Imported wild-caught white sturgeon, shovelnose sturgeon and paddlefish are ranked "Avoid". White sturgeon caught in the lower Columbia River is a "Good Alternative."
Sturgeon: White, Beluga, Siberian, Russian, Stellate
Environmental Defense Fund has issued a consumption advisory for wild imported sturgeon due to elevated levels of mercury and PCBs.
The demand for caviar has depleted most of the world's wild sturgeon populations. Caviar is the salted eggs or "roe" of sturgeon. Some of the world's best caviar comes from the Caspian Sea and is imported from Iran, Russia and Turkey. The U.S. also has wild sturgeon - white and shovelnose (also known as hackleback) and paddlefish that are harvested for their eggs. These are all ranked "Avoid."
Sturgeon and paddlefish are long-lived, slow-growing fish that reproduce late in life, traits that make them vulnerable to overfishing. In addition, fishery management is weak and many sturgeon are caught illegally. This, combined with water pollution and habitat loss due to dams, has further impacted sturgeon and paddlefish populations and some are at risk of extinction.
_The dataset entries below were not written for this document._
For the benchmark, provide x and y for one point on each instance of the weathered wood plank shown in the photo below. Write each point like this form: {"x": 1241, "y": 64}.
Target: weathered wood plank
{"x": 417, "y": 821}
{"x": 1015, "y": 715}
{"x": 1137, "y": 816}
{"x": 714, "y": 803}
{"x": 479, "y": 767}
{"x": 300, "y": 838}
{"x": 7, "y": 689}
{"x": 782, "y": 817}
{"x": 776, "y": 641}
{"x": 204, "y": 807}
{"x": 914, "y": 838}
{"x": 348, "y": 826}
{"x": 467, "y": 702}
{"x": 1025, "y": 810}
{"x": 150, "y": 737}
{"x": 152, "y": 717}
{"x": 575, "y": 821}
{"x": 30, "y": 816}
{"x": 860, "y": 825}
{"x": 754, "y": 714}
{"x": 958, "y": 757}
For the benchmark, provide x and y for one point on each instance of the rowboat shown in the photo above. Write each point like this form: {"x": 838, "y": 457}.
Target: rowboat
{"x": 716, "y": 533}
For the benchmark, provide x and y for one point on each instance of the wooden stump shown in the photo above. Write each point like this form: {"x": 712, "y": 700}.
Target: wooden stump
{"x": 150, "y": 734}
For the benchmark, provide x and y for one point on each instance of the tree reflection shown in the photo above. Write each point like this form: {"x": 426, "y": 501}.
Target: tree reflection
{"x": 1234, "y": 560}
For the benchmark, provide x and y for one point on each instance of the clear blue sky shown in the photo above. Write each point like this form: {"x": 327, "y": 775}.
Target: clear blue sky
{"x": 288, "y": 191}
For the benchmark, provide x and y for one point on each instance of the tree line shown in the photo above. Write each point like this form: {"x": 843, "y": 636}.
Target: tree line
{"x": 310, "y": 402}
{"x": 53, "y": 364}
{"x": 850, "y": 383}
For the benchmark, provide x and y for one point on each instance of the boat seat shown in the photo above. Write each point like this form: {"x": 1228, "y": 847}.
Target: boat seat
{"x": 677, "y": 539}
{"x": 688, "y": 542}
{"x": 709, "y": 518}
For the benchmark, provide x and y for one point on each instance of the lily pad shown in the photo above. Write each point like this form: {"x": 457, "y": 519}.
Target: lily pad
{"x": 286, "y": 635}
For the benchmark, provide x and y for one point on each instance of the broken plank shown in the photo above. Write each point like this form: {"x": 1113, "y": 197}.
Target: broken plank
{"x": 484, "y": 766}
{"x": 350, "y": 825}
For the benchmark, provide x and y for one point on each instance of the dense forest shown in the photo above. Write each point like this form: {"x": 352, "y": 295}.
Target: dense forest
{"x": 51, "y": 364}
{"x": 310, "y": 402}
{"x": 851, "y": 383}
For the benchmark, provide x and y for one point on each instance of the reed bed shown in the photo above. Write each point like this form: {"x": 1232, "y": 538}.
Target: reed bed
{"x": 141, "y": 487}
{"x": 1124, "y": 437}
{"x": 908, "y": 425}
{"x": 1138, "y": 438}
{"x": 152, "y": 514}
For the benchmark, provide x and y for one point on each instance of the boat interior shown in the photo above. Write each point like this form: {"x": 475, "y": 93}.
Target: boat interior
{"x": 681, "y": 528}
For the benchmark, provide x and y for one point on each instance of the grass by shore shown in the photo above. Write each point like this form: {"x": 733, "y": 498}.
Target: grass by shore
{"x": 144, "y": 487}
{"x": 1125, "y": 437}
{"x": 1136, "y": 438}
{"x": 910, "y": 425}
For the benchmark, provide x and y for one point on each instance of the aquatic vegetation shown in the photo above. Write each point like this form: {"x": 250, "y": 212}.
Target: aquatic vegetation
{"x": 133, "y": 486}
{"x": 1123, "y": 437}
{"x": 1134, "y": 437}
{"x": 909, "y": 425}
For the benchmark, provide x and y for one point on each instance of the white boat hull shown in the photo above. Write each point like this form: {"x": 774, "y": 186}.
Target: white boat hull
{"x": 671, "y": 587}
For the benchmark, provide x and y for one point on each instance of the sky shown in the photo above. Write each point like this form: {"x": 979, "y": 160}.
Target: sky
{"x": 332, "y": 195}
Most farmed sturgeon in the U.S. is raised in environmentally friendly farms, where the fish are completely enclosed in tanks and waste water can be treated.
The sturgeon of the Caspian Sea, a traditional source of caviar, is nearing extinction. There are very few commercial fisheries left in the U.S. for sturgeon because of historic overfishing and depleted populations. One of the few well-managed wild sturgeon fisheries is located in the lower Columbia River in Washington and Oregon. However, even this population is vulnerable to overfishing.